Overview/Main Points
- Justification for DS is not primarily economic: some tasks are
just naturally distributed
- In "real life" distributed tasks, each agent maintains a high
degree of autonomy. Use this as principle for building a DS; we
then get
- autonomy,
- some privacy (node controls its own data),
- availability (one node doesn't bring down whole system).
- 3 classes of components: nodes, servers (invisible to app
writers), comm substrate
- Each piece of info in the DS has 1 and only 1 home, on some
node.
- Other copies can exist, but they are not the same as the
original object.
- Home node retains control over all copies, eg it may
encrypt them if it wants.
- Applications kow if they're touching the real object or a
"local version".
- Justification:
- Most accesses are to your own data
- Most nonlocal accesses are read-only; conflict resolution
should be infrequent
Implications of this philosophy for various areas of DS performance:
- Efficiency: due to locality argument above, no problems. App
must know when it's operating on a copy since this allows
optimization.
- Reliability (in the data loss sense):
- Functions and data can be replicated on independent
hardware (availability)
- low-level error propagation restricted by physical
separation (hardware)
- If a node fails, info for which it was the home node
becomes temporarily unavailable.
- Comm substrate should be fault tolerant (multi-link).
ARPANET had just been deployed and showed this was possible.
- Transactional semantics/distributed atomic update: we know it's
important and complicated,
we have no story for it, it should only be used when absolutely
necessary.
- Extensibility: they propose RPC service registration and note the
problems it brings (stale nameserver entries, etc.)
- Protection: assume untrusted network, use end-to-end encryption
etc.
3 requirements for a node's OS:
- Expose whether data is original or copy (remote)
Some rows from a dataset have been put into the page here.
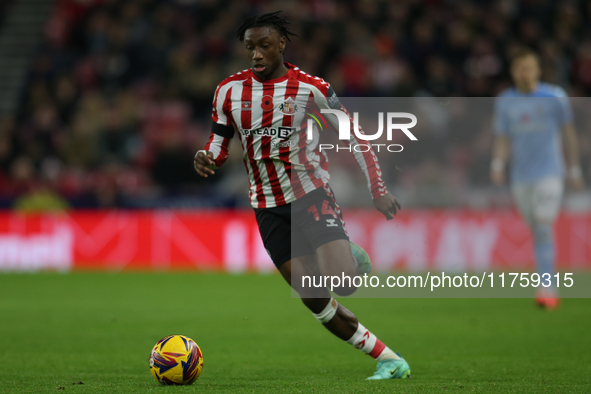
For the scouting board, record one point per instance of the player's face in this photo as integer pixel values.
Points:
(265, 50)
(526, 73)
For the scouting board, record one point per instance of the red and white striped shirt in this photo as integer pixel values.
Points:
(270, 118)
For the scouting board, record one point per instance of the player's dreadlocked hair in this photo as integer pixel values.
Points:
(272, 19)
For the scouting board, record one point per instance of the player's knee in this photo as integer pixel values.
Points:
(543, 232)
(344, 291)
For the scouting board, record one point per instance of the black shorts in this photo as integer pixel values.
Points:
(299, 228)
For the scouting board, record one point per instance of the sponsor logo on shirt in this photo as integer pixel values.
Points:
(281, 131)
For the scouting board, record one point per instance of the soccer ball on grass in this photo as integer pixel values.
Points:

- Uniform set of comm. and authentication protocols
- Allow each node control how it stores data (don't make the OS
enforce a policy)
Relevance
Underlying autonomy principles and "get OS out of the way" are
application-level-framing and end-to-end arguments. Clark went on to
write about these things later.
Main contribution here is to describe a particular philosophy of
distributed-system node design at a time when many others were pushing
for tightly-integrated "transparent" distributed systems.
Flaws
No implementation is described, even though the authors admit certain
subproblems presented are of daunting complexity.